Verdict · U.S. District Court, Eastern District of Missouri · 2020

Won by Bachus & Schanker, Personal Injury Lawyers | Denver Office.

A Missouri federal jury awarded Mary Bayes $21 million after her Biomet M2a-Magnum metal-on-metal hip implant failed catastrophically, requiring seven revision surgeries and leaving her with permanently constrained hip function.

What happened

Mary Bayes had bilateral hip replacements in early 2008 using Biomet's M2a-Magnum metal-on-metal prostheses. Within two years, her left hip began failing.
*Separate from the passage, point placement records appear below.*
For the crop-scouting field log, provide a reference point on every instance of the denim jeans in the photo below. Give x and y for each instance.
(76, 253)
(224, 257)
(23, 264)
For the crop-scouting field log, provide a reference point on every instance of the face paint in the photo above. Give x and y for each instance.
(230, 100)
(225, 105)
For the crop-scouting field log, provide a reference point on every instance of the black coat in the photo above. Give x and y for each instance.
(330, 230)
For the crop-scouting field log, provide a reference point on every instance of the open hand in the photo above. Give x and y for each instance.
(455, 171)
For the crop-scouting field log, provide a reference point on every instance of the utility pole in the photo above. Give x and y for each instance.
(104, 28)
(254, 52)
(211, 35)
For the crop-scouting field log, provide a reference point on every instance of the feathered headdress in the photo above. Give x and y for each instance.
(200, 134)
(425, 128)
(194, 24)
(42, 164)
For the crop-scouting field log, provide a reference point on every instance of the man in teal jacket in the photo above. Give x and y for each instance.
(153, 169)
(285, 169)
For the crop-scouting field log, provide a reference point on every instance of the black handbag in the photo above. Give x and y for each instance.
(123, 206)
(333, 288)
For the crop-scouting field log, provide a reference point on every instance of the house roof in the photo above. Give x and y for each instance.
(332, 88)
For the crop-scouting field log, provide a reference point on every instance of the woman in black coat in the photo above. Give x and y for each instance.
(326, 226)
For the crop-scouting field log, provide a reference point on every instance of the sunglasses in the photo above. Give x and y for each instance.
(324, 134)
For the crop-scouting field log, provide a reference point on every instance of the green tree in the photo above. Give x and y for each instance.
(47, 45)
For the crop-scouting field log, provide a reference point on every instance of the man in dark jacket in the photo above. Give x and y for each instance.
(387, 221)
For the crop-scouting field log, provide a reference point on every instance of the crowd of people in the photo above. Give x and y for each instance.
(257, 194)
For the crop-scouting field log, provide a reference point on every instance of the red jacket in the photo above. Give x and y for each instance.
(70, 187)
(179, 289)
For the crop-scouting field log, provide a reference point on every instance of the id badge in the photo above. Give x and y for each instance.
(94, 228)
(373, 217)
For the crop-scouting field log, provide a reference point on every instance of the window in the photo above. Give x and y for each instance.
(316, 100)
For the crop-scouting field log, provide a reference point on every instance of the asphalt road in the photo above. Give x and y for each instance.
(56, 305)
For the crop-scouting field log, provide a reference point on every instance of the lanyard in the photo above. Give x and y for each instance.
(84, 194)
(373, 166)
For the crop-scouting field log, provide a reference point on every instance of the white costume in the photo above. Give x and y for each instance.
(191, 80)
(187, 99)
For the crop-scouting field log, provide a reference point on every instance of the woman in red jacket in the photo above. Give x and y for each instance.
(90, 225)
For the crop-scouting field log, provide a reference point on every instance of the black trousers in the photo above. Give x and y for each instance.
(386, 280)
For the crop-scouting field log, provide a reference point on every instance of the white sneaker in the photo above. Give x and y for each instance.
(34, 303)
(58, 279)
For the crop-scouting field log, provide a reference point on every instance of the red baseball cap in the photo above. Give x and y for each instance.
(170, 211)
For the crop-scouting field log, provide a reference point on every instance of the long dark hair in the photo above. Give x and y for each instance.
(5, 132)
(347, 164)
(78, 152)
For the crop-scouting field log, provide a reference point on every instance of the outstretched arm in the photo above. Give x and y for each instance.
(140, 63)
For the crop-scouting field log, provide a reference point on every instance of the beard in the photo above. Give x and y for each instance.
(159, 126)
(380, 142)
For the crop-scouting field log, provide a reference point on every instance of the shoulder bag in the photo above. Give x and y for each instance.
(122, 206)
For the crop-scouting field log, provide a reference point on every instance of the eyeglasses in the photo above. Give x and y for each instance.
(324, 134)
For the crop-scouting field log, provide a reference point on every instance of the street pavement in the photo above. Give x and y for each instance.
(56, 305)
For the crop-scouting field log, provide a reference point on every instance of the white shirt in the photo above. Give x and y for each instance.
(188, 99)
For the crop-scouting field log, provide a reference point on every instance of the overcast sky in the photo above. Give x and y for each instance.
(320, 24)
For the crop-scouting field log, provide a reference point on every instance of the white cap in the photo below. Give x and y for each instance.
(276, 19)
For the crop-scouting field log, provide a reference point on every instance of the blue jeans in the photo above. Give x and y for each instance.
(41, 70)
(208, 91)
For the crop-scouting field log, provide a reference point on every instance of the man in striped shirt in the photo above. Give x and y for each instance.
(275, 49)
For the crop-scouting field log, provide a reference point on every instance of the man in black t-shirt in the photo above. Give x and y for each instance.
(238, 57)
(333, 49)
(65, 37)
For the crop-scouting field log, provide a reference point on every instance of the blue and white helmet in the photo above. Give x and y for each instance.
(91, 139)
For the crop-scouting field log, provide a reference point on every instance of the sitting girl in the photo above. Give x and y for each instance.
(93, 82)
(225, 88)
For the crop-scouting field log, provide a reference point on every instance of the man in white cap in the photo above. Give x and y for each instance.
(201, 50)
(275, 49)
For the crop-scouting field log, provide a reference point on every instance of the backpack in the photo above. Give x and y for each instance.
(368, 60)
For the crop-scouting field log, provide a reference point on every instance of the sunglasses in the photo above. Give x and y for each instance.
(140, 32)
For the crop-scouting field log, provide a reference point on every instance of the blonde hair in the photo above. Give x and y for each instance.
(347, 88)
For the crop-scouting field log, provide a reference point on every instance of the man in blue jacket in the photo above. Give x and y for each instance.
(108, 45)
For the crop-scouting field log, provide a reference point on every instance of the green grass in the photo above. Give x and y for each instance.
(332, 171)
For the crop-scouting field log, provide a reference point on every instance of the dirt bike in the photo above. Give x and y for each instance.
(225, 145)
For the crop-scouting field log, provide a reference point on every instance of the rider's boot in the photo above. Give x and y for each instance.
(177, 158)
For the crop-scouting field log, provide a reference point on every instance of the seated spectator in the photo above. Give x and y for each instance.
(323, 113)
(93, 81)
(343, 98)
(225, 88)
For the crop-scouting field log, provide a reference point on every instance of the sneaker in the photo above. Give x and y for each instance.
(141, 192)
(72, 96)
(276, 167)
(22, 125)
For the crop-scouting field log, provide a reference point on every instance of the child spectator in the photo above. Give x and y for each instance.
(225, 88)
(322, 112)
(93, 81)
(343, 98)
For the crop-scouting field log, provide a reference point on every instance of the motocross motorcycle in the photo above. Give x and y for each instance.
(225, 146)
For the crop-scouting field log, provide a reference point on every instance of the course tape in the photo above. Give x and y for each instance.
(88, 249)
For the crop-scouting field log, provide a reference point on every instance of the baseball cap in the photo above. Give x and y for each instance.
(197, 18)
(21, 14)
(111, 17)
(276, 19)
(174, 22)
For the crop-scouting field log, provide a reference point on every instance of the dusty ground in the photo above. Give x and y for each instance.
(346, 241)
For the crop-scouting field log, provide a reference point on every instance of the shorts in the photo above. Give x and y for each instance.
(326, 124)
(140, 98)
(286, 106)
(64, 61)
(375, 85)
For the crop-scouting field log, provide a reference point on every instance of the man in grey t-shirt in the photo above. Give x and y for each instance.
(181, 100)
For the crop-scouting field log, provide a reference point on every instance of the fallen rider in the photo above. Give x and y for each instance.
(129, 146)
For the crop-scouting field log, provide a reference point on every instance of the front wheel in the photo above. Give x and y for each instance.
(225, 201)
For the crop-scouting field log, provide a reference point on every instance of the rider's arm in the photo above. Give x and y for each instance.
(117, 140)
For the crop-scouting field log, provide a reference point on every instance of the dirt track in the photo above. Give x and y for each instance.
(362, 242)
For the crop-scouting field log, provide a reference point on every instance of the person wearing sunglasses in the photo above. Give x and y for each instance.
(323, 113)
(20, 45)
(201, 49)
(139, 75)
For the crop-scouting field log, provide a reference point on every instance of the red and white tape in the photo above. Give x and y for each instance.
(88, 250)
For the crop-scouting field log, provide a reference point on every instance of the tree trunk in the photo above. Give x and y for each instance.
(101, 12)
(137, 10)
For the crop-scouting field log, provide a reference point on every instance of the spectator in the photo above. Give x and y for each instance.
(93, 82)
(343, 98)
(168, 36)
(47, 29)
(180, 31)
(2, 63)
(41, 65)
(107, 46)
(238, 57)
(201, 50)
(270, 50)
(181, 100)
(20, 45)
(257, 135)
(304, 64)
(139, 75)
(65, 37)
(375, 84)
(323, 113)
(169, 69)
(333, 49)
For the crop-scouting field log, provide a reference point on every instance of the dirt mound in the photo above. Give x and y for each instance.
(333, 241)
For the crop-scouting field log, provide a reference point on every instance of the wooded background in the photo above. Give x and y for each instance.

Metal ions from the cobalt-chromium implant leached into surrounding tissue, causing severe bone degeneration and tissue necrosis. A revision surgery in March 2011 did not resolve the problem.

What followed was a years-long ordeal of seven additional surgeries. Recurring dislocations, 12 in total, left Bayes dependent on a fully constrained hip replacement that significantly limits normal mobility. Her husband Philip Bayes also brought a loss-of-consortium claim.

Bachus and Schanker attorneys Darin Schanker, J. Christopher Elliott, and Melanie Sulkin, co-counseling with local Missouri firms, took the case to trial in October 2020 before U.S. District Judge Stephen R. Clark. The trial lasted 13 days. The team argued Biomet knew of design defects carried over from its predecessor device, the M2a Taper, and proceeded anyway. The jury found Biomet liable on the negligent design claim and awarded $20 million to Mary and $1 million to Philip. Jurors declined to award punitive damages.

Biomet moved for judgment as a matter of law and for a new trial, arguing in part that the COVID-related partial participation of one juror violated the Seventh Amendment. Judge Clark denied all post-trial motions in August 2021, leaving the full $21 million verdict intact.

Biomet appealed to the Eighth Circuit, which affirmed the district court on December 14, 2022. A three-judge panel found no inconsistency in the verdict and rejected the argument that the damages award was excessive given the severity and duration of the plaintiff's injuries. The $21 million judgment was not reduced at any stage.

Sources

This account is drawn from contemporaneous public reporting and the court record.